Setting up charter schools in poor, quake-ravaged parts of Christchurch would worsen the huge problems teachers already face, Labour says.
The party's five Christchurch MPs say poor areas targeted for the trial are in the worst-affected quake zones where schools are reeling from roll losses of up to 20 per cent.
"Principals are being forced to issue redundancy notices because of cuts to next year's funding, now they're being told they are failing schools held captive by teachers," they said in a joint statement on Thursday.
"That's offensive to those who teach at a decile 1-4 school... there's a whole array of challenges and staff cuts include counsellors who help pupils address all the complex issues presented by growing up in poverty."
The charter school proposal is part of the support agreement National and ACT signed on Monday.
Poorly performing state schools would be taken over by private business organisations, community or iwi groups and charities.

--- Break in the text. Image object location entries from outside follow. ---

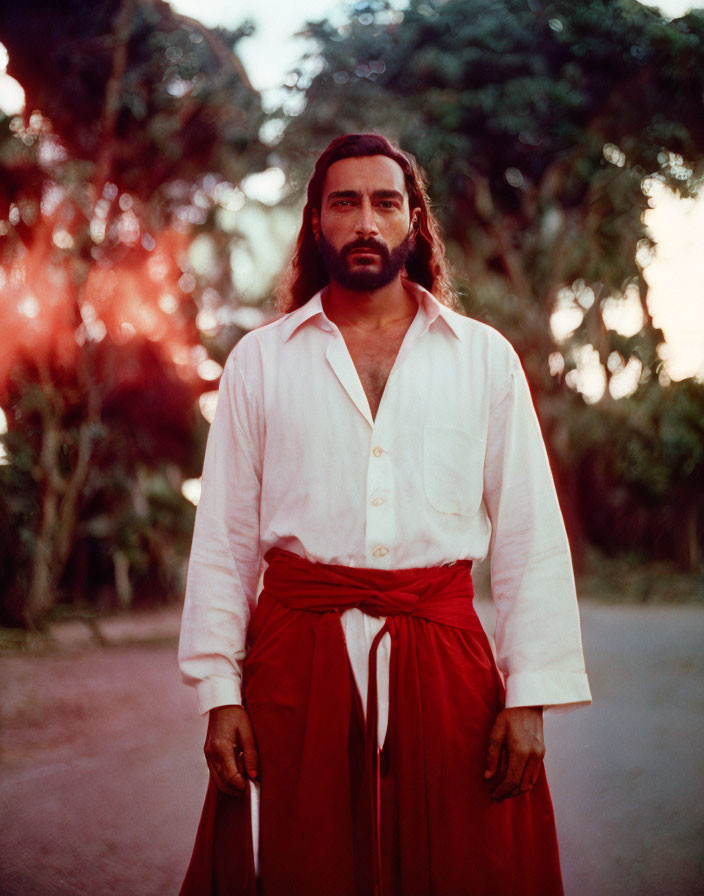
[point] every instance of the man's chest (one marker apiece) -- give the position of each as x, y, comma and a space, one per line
373, 356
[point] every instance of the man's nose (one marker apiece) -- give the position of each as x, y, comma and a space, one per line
366, 221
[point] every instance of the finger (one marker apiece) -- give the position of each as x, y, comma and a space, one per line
249, 749
496, 740
223, 765
511, 783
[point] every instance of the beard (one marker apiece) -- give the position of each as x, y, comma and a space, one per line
362, 280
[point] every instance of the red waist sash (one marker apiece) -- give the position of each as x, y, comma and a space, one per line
338, 816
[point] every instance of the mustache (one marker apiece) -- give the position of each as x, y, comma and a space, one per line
365, 244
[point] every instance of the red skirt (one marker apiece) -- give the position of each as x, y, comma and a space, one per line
338, 817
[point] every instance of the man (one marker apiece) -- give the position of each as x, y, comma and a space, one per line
367, 446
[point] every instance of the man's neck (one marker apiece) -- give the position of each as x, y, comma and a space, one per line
369, 310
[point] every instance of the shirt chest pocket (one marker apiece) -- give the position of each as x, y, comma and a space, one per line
453, 469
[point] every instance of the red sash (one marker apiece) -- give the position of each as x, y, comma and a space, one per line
340, 818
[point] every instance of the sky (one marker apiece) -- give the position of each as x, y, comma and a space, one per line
675, 276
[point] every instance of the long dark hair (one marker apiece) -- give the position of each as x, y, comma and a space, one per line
426, 264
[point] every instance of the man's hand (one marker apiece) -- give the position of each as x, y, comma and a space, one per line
516, 751
230, 749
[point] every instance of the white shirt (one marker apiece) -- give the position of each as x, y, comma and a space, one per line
453, 466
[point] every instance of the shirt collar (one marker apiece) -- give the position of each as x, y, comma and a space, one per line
430, 306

They would then be run like private schools, outside the rules for state run schools, with boards free to decide teaching practices and pay teachers on a performance basis.
They would still be state funded, with input from the private sector.
The support agreement says the trial should start in south Auckland and disadvantaged parts of Christchurch.
Teacher unions fiercely oppose charter schools and a campaign against them has already started.
Prime Minister John Key is defending them, saying they could bring out excellent leadership and results in areas where children are poorly served by state schools.